XML Elements versus Attributes


Ned Batchelder discusses the old question of elements versus attributes in XML. As I've been answering that question for over seven years in various places, I thought I'd put down my viewpoint here.

Firstly, there are distinctions based on performance or API usability. Those distinctions are so implementation-specific, I don't think they are very interesting; certainly not to someone doing schema design.

Secondly, there are distinctions based on a particular schema language. Different schema languages have different levels of expressiveness so it's important to distinguish the characteristics of elements and attributes inherent to XML from those that are true only because of the particular choice of schema language. One important take away here is that a schema is only part of the description of a markup language. In my experience there are always constraints placed on a language beyond what the schema (in any schema language) can say.

Thirdly, there are distinctions inherent to the XML syntax itself; things like the lack of attribute order or the inability to have further XML structure within an attribute value.

But when all those three are considered, there is still a fundamental "style" question around attributes and elements and here is where a lot of people really find themselves asking the elements versus attributes question.

My take on that is that the distinction is more meaningful the more markup-oriented your XML is and more fuzzy the more data-oriented your XML is.

If you are using XML to serialise objects, then the distinction is blurry and it largely comes down to convention and things like the third type of distinction above. In such cases, an element-only approach might make perfect sense, especially if you are using a schema language that can express characteristics that, in DTDs, attributes had over elements, like default values or insignificant ordering.

But if you are truly doing markup, in other words annotating text (particularly a pre-existing text) then the distinction between attributes and elements becomes much clearer and the reason why attributes exist in XML (and SGML) is far more obvious.
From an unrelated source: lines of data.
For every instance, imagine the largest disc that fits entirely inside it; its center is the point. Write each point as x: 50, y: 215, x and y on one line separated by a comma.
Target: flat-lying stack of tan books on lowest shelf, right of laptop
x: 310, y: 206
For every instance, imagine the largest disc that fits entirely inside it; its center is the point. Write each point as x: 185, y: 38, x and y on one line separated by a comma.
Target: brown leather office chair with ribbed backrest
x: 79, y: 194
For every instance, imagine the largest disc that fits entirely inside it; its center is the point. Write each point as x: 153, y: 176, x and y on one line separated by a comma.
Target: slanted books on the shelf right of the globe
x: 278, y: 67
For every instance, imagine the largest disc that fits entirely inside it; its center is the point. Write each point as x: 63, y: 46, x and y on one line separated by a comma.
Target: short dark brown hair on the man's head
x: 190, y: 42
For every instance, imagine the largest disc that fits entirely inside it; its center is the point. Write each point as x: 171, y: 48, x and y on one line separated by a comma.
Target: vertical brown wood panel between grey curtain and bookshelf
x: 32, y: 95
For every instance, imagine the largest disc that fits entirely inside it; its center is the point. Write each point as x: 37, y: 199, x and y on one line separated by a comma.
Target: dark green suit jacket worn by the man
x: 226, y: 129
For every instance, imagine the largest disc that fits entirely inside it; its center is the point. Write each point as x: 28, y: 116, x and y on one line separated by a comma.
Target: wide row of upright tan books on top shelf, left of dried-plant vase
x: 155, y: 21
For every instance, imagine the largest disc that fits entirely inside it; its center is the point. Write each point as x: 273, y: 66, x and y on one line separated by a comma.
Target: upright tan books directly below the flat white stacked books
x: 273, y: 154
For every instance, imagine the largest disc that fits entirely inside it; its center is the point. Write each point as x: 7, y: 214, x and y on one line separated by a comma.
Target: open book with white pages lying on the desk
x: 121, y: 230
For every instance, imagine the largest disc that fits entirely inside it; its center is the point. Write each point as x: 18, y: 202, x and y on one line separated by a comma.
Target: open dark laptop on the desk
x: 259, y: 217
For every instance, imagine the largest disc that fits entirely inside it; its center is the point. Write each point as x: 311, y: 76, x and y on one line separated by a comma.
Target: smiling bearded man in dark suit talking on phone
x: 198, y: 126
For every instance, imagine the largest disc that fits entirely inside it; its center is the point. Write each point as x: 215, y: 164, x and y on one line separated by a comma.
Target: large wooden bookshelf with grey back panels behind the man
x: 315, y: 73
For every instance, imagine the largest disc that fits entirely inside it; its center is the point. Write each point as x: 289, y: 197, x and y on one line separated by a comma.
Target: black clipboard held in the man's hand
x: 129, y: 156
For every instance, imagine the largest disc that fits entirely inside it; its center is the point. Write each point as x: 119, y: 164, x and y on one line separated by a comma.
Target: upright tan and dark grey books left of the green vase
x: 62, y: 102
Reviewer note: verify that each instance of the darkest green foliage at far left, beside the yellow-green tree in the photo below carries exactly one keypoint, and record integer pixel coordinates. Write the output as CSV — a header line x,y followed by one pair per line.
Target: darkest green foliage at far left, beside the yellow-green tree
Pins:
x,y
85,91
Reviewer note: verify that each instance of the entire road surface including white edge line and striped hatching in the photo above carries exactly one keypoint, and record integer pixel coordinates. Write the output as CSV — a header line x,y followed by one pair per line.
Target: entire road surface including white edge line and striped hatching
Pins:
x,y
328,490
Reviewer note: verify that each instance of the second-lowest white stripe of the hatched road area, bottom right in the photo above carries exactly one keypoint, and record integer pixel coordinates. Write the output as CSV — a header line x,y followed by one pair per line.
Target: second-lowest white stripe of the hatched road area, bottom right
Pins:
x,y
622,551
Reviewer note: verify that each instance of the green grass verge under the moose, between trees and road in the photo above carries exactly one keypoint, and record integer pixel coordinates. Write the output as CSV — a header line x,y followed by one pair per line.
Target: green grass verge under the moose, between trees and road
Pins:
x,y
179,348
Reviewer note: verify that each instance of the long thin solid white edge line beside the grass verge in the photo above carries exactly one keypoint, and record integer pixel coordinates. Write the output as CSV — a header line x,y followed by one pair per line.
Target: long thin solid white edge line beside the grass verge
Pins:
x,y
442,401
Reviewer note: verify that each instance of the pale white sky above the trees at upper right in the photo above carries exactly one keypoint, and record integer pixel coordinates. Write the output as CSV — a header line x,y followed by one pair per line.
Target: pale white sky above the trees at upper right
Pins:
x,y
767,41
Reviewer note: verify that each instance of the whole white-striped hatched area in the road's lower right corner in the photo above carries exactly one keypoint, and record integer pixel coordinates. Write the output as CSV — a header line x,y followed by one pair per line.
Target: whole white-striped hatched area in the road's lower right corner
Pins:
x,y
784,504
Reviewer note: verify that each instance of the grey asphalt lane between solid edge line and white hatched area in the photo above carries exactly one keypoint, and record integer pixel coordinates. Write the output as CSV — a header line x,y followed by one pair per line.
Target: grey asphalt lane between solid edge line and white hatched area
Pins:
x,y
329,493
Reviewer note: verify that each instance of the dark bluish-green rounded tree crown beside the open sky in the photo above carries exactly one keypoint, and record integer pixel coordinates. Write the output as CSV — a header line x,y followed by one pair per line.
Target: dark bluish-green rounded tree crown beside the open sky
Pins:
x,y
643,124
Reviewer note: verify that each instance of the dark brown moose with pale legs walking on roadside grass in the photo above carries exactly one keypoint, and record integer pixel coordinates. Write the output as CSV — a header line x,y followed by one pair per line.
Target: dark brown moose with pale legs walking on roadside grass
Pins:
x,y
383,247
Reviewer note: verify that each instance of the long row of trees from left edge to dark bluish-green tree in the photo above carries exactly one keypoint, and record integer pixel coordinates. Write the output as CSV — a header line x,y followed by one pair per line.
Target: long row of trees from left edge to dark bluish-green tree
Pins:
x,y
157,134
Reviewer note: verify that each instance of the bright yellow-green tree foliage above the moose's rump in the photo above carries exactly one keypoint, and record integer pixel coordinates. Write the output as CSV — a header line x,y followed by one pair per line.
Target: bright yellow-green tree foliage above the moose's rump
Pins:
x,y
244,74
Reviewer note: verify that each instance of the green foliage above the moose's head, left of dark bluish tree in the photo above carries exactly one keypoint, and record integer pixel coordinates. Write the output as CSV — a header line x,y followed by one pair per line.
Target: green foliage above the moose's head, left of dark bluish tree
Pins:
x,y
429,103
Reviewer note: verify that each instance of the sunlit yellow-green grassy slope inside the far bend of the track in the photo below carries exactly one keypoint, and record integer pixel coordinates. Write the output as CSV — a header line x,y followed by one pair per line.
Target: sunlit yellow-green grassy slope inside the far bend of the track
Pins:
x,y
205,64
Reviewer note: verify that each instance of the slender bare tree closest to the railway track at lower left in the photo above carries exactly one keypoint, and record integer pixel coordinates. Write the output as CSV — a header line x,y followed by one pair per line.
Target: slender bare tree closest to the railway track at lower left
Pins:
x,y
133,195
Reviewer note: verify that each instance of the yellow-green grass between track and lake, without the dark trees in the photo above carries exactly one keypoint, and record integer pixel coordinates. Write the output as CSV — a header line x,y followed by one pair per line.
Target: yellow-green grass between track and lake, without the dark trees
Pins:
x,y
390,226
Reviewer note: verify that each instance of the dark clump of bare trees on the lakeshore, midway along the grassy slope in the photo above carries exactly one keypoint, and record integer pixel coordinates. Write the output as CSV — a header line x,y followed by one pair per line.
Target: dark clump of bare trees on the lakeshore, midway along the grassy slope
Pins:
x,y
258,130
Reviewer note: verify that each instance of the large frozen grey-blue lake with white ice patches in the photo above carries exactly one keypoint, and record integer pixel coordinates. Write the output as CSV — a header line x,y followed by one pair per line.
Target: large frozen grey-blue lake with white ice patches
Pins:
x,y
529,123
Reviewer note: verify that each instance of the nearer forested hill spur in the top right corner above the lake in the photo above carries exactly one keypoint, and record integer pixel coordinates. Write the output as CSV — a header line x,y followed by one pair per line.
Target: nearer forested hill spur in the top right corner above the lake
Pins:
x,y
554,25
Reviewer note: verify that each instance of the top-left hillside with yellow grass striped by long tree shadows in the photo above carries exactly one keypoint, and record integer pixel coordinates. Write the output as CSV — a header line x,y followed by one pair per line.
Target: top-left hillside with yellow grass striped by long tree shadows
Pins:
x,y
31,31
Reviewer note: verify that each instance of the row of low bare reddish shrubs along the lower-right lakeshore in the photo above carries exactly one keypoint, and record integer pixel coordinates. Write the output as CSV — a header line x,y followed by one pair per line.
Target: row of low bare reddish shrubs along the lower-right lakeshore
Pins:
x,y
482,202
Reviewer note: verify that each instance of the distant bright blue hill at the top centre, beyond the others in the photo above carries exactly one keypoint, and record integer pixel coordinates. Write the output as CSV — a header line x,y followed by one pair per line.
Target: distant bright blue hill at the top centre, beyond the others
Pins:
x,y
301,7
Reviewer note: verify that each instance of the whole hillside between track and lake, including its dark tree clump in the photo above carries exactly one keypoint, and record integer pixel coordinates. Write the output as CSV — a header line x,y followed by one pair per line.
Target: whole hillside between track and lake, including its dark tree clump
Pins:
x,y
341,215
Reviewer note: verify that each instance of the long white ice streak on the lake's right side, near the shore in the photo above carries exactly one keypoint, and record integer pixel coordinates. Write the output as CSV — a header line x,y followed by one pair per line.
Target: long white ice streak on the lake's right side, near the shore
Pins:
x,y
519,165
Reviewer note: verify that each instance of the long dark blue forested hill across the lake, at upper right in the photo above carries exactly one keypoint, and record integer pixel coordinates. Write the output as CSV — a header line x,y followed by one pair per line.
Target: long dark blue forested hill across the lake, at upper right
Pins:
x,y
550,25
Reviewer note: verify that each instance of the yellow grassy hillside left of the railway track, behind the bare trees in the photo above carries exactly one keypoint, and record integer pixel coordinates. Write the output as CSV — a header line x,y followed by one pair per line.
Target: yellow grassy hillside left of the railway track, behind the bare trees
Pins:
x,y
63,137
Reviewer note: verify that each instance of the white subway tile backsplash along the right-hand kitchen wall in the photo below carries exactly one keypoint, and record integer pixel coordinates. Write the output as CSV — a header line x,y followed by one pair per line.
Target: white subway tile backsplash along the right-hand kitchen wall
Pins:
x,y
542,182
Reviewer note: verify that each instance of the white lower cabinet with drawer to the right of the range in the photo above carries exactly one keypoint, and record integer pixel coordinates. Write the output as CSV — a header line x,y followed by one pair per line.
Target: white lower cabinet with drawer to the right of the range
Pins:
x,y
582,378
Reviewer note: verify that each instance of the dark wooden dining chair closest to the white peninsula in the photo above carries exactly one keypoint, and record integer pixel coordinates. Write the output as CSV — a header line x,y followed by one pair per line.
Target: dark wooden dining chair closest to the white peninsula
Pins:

The key is that attribute values are considered part of the markup, rather than part of the content. So the clearer the distinction is between markup and content, the clearer it will be between using attributes or child elements.

Imagine that you want to describe Max as a black cat. From a data structure representation point of view, there's no semantic distinction between:

<cat> <name>Max</name> <colour>Black</colour> </cat>

or

<cat name="Max" colour="Black"/>

and so decisions about whether to use elements or attributes tend to boil down to (a) whether order matters; (b) whether values can have internal structure; (c) compactness or whatever.
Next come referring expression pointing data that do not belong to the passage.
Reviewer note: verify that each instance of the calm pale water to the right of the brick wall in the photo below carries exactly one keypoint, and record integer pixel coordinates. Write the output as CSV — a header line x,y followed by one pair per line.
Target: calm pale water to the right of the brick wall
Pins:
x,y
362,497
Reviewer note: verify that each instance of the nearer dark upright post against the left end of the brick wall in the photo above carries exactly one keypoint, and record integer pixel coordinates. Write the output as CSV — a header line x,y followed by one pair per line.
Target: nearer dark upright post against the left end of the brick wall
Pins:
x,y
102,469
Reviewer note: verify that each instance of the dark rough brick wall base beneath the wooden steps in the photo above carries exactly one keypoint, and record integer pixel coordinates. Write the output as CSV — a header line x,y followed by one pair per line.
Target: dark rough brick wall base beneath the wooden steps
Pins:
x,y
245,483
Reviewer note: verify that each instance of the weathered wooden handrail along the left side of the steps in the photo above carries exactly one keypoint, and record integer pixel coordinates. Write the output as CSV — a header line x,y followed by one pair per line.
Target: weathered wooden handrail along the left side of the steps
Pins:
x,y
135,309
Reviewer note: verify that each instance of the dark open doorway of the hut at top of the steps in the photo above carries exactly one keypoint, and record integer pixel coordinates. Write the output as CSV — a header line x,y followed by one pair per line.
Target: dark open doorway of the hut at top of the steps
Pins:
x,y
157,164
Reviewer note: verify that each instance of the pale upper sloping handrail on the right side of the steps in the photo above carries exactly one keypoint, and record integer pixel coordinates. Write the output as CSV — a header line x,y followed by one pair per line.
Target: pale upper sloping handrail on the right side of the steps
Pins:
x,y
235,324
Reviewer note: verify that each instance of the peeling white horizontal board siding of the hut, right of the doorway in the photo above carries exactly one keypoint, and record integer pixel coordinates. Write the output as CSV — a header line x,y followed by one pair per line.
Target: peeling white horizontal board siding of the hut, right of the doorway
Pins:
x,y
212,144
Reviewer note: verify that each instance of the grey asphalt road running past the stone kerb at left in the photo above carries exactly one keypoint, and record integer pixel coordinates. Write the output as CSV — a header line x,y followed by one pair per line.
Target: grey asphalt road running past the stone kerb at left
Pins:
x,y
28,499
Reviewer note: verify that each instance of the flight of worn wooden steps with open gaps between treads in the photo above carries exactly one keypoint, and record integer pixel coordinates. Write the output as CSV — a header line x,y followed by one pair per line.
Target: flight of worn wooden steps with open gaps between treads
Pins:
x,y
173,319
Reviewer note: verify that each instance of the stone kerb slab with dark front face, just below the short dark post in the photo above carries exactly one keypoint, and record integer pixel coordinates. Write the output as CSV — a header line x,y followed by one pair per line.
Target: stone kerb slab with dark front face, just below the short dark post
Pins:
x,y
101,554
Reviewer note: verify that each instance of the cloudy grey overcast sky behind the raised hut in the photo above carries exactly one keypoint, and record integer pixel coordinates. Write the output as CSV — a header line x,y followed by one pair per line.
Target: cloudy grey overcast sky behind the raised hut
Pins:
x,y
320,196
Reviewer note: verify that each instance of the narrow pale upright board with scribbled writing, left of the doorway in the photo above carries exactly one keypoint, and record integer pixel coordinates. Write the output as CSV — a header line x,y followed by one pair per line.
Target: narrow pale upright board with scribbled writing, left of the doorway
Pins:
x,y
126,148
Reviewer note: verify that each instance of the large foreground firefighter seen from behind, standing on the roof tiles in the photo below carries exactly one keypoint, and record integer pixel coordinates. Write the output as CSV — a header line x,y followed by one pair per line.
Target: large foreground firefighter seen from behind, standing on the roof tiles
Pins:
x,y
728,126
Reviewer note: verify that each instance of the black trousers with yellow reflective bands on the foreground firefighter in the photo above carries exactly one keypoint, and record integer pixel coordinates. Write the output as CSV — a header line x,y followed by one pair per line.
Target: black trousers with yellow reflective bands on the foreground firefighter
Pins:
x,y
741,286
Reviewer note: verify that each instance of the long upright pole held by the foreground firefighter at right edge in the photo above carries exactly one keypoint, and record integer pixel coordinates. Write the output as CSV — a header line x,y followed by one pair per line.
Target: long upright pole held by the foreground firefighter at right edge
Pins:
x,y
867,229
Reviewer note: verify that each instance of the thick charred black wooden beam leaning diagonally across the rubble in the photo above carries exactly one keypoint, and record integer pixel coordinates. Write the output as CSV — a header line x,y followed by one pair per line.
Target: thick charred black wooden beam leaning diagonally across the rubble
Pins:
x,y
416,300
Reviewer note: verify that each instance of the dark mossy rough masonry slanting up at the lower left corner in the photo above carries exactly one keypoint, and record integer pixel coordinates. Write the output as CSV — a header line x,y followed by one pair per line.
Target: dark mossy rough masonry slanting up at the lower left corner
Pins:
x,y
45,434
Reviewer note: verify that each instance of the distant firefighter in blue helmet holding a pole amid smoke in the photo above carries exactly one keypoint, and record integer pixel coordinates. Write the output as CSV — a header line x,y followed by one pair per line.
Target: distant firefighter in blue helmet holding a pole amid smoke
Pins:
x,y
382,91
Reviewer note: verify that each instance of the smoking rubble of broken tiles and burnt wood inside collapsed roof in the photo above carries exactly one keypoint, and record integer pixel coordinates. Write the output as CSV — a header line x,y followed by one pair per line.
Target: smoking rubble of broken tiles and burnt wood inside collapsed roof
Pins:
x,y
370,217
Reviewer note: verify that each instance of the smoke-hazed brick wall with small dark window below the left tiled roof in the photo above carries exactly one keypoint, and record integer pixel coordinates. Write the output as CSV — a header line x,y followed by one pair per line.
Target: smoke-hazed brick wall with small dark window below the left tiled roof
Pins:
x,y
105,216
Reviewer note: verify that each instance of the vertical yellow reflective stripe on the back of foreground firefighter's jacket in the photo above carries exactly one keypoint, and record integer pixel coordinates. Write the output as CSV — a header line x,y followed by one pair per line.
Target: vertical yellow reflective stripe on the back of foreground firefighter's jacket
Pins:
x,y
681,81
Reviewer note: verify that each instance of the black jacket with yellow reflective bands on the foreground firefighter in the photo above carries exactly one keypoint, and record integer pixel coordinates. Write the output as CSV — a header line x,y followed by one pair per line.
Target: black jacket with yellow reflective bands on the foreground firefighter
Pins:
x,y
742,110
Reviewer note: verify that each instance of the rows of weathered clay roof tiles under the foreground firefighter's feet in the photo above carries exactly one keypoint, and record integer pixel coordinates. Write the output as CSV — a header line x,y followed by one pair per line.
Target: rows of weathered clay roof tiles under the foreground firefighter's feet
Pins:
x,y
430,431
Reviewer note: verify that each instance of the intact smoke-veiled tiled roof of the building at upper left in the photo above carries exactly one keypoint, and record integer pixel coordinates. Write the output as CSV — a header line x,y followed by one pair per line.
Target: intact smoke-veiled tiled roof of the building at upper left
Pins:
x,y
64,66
However, if you are doing document markup, things are a little different. In the document markup case, you have some existing text that you annotate. So you start with a word "Max" in your document and you want to mark that up with a generic identifier and any additional properties you want to give that word (or referrant). You might end up with something like:

<cat colour="Black">Max</cat>

Making colour a child element rather than an attribute wouldn't make sense from a document markup perspective. In document markup there is a much clearer distinction between content and markup. "Max" is content. "Black" is markup. If you made "colour" a child element with "Black" as content then "Black" would change from being markup to content. Makes no difference in data structure representation but it does in document markup.

From a data structure representation point of view, this attribute/element distinction is so blurred that it is entirely possible to do away with attributes in representations (and sometime less confusing to do so). This is even more the case where you have schema languages that allow expression of the fact that element order (in a particular context) is not significant.

But in pure document markup applications, where attributes are just indicating characteristic qualities of an element's content, they have a clearer role.